Raspberry Pi have just announced their latest Single Board Computer, the Raspberry Pi 5. It costs $80 ($60 for the 4 gigabytes of RAM version) and will be available from late October 2023.

It’s billed as the ‘everything computer’, so we tried doing the one thing we’ve never managed with any of its predecessors: A non-laggy desktop machine on a 4k Display.

Can this 80 dollar machine replace your desktop computer? 

In an attempt to find out, we’ll put a typical desktop setup with our favourite terminal and a few apps we commonly use, and record the results.  

If it works, then we’ll confidently declare to all our friends that it is the year of the Linux Desktop…again.

So why do we think this might be the first Pi to deliver a smooth enough desktop experience to live up to the label of the ‘everything computer’?

Well, the spec sheet says that the 4 core CPU is 2-3 times faster than in Pi 4 and there’s also significant upgrades in graphics. Thanks to it being the first Raspberry Pi to have their RP1 chip which makes all things IO like cameras, and displays much faster. It also has a PCIE 2.0 interface for the first time, which means you can use high bandwidth peripherals like PCIE SSD drives.  Oh yeah, there’s no longer a composite-out jack plug, which may mean that it isn’t the best choice for retro gaming projects that involve connecting it to a CRT screen. One small but significant addition is a power button, so now you can gracefully shut the Pi down when it’s running headless and you want to quickly turn it off.

It initially comes with 4 or 8 gigabytes of RAM, we’re using the 8 gigabyte version.  

Results

We added a barebones case, a 1 Terabyte USB SSD for storage, a Raspberry Pi 5 Active Cooler, a trackball and a keyboard, and connected it to a 4K monitor. Surprisingly, it could record 4k video in OBS despite the lack of support for the new and exotic video hardware.

Conclusion

The Raspberry Pi 4 was the first Pi that was fast enough to run a bare bones desktop without being troubled too often by annoying lags, but the lags were definitely still there. The Raspberry Pi 4 is still a good choice for most applications and maybe even a better choice for things like retro-gaming with a CRT monitor (or weird crypto powered Jukeboxes), thanks to its composite out video/audio jack. 

For a desktop computer, the Raspberry Pi 5 appears to be a big improvement over the 4. Where the Raspberry Pi 5 really shines is IO performance. The experience is smooth and we did a couple of days of relatively processor-intensive stuff:

  • Number-crunching in R Studio,

  • Image editing of high resolution photos with GIMP/Graphic design with Inkscape (both applications were surprisingly fast to load and responsive)

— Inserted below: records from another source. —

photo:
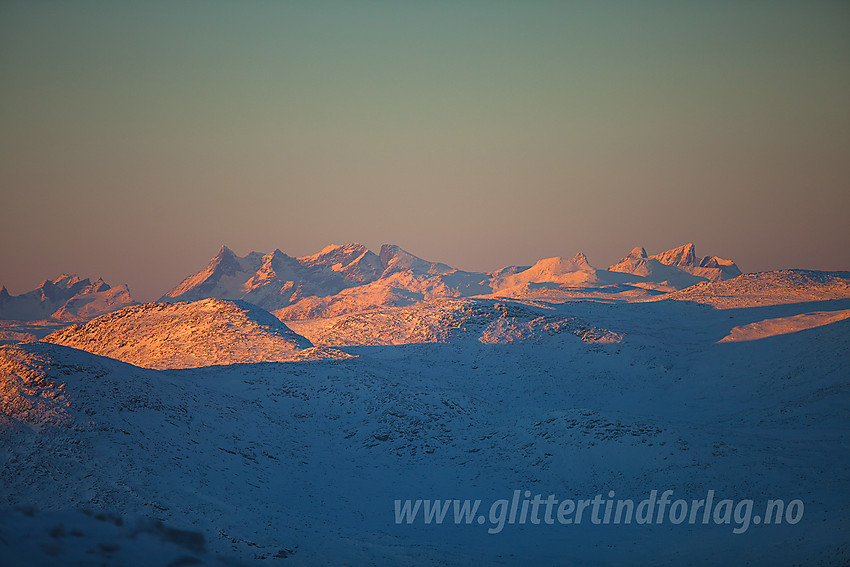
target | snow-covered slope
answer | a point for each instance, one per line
(450, 320)
(350, 279)
(67, 298)
(769, 288)
(188, 335)
(678, 268)
(301, 462)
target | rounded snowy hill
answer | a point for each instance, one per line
(189, 335)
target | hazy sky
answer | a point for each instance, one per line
(138, 137)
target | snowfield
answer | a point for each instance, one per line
(209, 432)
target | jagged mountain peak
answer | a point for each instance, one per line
(187, 335)
(637, 253)
(684, 255)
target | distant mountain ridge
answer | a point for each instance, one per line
(350, 278)
(67, 298)
(189, 335)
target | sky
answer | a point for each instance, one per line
(138, 137)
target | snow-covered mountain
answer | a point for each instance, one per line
(275, 280)
(776, 287)
(188, 335)
(455, 320)
(678, 267)
(67, 298)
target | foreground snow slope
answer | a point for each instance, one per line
(304, 460)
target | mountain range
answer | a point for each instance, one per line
(350, 278)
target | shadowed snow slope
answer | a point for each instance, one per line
(305, 460)
(67, 298)
(187, 335)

  • Encryption of large files with GPG

In short, the Raspberry Pi 5 is a viable desktop computer*

Caveats

  • One thing to add is that active cooling is a must. We ran the Raspberry Pi 5 without a fan and after just a few minutes, the processor temperature was above the 70C and throttling (the computer equivalent of being forced to walk slowly on a hot day) started to kick in. Adding the official Raspberry Pi active cooler meant that it never strayed far from 50C, so if you’re getting a Raspberry Pi 5, definitely cost-in a cooling solution.

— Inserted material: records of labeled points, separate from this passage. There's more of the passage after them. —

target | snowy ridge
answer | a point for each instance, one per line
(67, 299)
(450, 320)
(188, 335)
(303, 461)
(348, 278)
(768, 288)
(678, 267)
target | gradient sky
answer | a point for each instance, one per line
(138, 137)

  • Oh yeah, and our favourite addition is the power button. If you’d told the 1990s version of us, with our massive beige home-made PC, that the future-us would be using a computer the size of a deck of cards, that cost 80 dollars, and that it took the makers until the 5th version to put a power button on said machine… Well...

  • Speaking of the past. The title was a reference to this cinematic gem:

*It’s also worth noting that this is currently based on a few of days using it. We generally say nice things about Raspberry Pi, so factor that into all of this.